Discussion in 'New Riders and Riding Tips' at netrider.net.au started by raven, Jul 31, 2010.

  1. Need I say more?...


    This is NR Pinx, fully focussed on where she should be (Notice Helmet), even though she got a somewhat startling surprise while ripping (oops!, I mean tootling) through this corner.

    You hear riders go on and on about it to new riders, all the time...and just maybe it starts to become "blah blah blah"...
    Well, this photo clearly demonstrates ONE good reason to do it - SR (survival reaction) avoidance...staying focussed on where you are going, and not allowing the presence of the truck to take your attention away from that.

    Edited wording to be more specific for the sake of avoiding any misunderstandings. My comment is directed specifically and ONLY at SR avoidance.

    This particular thread is not about cornering technique! (which of course is "Look where you want to go")

  2. That's a great photo mate! Sells a really good message.

    Now if only I could manage/suppress my SR's as well.

    Fun Ha!
  3. Wow... Noted boss.
  4. Like this...do that..

  5. Cheers John. Lucky it wasn't a right-hand corner.
  6. No worries mate. :)

    Question: (to anyone)

    What would you do if it WAS a right handed corner, and got the same surprise?
    (assume all other things being equal)

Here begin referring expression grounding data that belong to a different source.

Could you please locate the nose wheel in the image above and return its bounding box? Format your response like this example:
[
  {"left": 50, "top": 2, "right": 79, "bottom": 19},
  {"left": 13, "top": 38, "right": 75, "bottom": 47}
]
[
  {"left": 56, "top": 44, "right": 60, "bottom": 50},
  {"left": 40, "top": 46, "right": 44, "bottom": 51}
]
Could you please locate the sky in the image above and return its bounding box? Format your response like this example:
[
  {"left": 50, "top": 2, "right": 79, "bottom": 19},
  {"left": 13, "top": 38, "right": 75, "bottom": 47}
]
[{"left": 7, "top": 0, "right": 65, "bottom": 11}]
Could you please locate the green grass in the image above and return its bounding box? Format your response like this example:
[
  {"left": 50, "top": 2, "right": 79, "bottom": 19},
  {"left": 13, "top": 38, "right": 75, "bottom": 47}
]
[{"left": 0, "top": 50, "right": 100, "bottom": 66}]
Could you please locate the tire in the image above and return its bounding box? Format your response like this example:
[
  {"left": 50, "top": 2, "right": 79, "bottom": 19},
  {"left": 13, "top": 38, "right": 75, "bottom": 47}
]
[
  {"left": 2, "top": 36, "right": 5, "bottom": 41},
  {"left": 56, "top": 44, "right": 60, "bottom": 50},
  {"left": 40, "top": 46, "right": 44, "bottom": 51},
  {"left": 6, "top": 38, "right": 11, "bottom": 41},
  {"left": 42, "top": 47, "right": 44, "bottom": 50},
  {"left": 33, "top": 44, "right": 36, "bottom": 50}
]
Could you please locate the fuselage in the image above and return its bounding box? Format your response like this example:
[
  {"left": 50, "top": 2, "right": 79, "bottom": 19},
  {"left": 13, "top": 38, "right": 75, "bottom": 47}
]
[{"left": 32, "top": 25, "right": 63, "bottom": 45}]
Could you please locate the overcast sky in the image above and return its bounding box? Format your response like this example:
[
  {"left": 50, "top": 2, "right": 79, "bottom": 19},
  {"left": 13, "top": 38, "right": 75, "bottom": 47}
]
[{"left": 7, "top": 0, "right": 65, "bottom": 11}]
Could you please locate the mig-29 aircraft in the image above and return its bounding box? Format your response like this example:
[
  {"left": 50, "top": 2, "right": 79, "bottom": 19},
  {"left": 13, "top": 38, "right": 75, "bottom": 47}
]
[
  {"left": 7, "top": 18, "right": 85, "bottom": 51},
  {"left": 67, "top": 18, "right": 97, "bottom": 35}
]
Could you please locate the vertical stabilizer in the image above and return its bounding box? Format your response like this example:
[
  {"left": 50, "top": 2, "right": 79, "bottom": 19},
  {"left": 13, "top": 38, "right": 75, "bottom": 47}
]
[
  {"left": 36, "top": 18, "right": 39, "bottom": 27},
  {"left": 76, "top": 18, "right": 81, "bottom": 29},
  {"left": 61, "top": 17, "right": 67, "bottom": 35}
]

  7. I'll have a noob dip at that...

    Right hand corner. Initially (before the truck appears) start left and aim to finish tight. This gives you the best possible vision through the corner and may even allow you to see the hazardous truck early enough that you can plan your line appropriately, perhaps so the exit point moves a little away from the right to the left giving you a bit of a buffer. If the BIG RED TRUCK just appears in view and interrupts your line of sight when you are looking through the corner then it would be time for a line adjustement and as it is blocking your exit point from sight you just got a new exit point which helps define your new line. I'm guessing (fairly sure) that it would be a slight relaxation of the counter steer, holding revs steady ignoring the brakes and furiously fighting the lizard brain so that you maintain your new line and ignore the truck safe in the knowledge that your original exit point allowed you plenty of room to the left "just on the off chance".


    Fun Ha!
  8. You might be a noob, but that was NOT a noob answer. Well done, mate! :)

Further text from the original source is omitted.